Second person point of view is relatively rare but a good example of it is We Need to Talk about Kevin, where Eva writes letters to her husband in the wake of their teenage son’s mass killing spree at his local high school. Second person point of view is often half first person point of view as well. Yes, Eva writes to her husband and reminds him of things he did (“You did this, you did that”) but she also writes about herself (“I did this, I did that”). It’s hard to write exclusively in the second person point of view because at some point either the writer wants to reveal the narrator or the reader wants the narrator revealed.

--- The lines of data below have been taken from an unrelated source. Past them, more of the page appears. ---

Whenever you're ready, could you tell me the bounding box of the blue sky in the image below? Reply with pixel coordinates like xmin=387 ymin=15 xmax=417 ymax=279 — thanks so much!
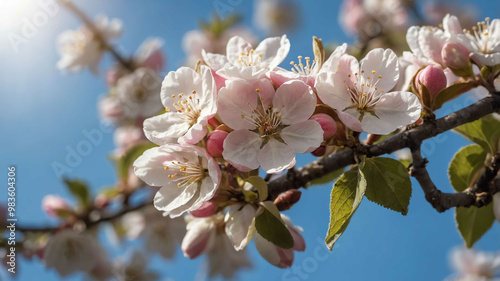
xmin=0 ymin=0 xmax=500 ymax=281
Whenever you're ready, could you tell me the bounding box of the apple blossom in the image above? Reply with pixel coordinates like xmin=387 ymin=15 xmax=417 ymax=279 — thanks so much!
xmin=316 ymin=48 xmax=421 ymax=135
xmin=454 ymin=18 xmax=500 ymax=66
xmin=57 ymin=16 xmax=122 ymax=74
xmin=43 ymin=230 xmax=99 ymax=276
xmin=116 ymin=67 xmax=162 ymax=119
xmin=144 ymin=66 xmax=217 ymax=145
xmin=134 ymin=144 xmax=221 ymax=218
xmin=255 ymin=214 xmax=306 ymax=268
xmin=450 ymin=248 xmax=500 ymax=281
xmin=217 ymin=79 xmax=323 ymax=173
xmin=202 ymin=35 xmax=290 ymax=80
xmin=207 ymin=130 xmax=228 ymax=158
xmin=42 ymin=194 xmax=71 ymax=217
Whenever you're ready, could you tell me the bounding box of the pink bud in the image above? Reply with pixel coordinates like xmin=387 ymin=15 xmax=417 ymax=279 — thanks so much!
xmin=416 ymin=65 xmax=446 ymax=98
xmin=309 ymin=113 xmax=337 ymax=140
xmin=207 ymin=130 xmax=228 ymax=158
xmin=42 ymin=194 xmax=70 ymax=217
xmin=189 ymin=201 xmax=217 ymax=218
xmin=441 ymin=42 xmax=470 ymax=70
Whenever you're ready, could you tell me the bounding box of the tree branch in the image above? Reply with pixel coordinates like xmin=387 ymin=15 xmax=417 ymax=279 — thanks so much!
xmin=267 ymin=93 xmax=500 ymax=200
xmin=58 ymin=0 xmax=134 ymax=71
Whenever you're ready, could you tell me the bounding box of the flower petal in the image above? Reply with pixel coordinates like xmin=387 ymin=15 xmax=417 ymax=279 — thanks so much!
xmin=273 ymin=80 xmax=316 ymax=122
xmin=222 ymin=130 xmax=262 ymax=172
xmin=360 ymin=48 xmax=398 ymax=92
xmin=217 ymin=80 xmax=258 ymax=130
xmin=258 ymin=139 xmax=295 ymax=174
xmin=280 ymin=120 xmax=323 ymax=153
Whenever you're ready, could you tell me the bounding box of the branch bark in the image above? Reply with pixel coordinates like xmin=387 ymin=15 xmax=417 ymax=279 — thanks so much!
xmin=267 ymin=92 xmax=500 ymax=203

Third person allows a broader story to be told but can still reveal all of those internal thoughts of the main character or characters. I wrote Enemies Closer in the third person but I wrote each chapter from the different third person perspective of a variety of characters. While I was writing from the perspective of one person, I only allowed them to describe what they could see of the other characters, not what the other characters were thinking. If I wanted to reveal that, I had to wait until a chapter from the other character’s perspective came around.

Perspective
And then there’s perspective. You can choose for your narrator to have only a limited perspective, you can choose multiple narrators who each have limited perspectives (but together provide a more complete story), or you can choose for your narrator to know everything. When it’s a narrator who knows everything, it’s often an unseen, uninvolved, godlike third party with an omniscient quality. This perspective means you can reveal parts of the story that the characters themselves don’t know like that previously mentioned bomb ticking under the car. It raises the tension for the readers, who fear for the safety of the oblivious character.

Choosing a limited perspective, however, allows for the readers to experience the same emotions – surprise, shock, disgust, fear – as they discover things at the same time as the characters do.
Again, once you’ve made this choice, you have to stick to it. You can’t have a story with limited perspective and still tell readers things your characters don’t know. It’s illogical. And unless you want to be accused of massive plot holes (“The main character couldn’t have possibly known that and yet suddenly, for some reason, he does.”), logic is important.

*****

To readers who aren’t writers as well, these might seem like very small choices to make but when the wrong decision is made, the important of these choices become obvious. Spending a little more time considering the alternatives might prevent a terrible mistake and a lengthy, painful rewrite.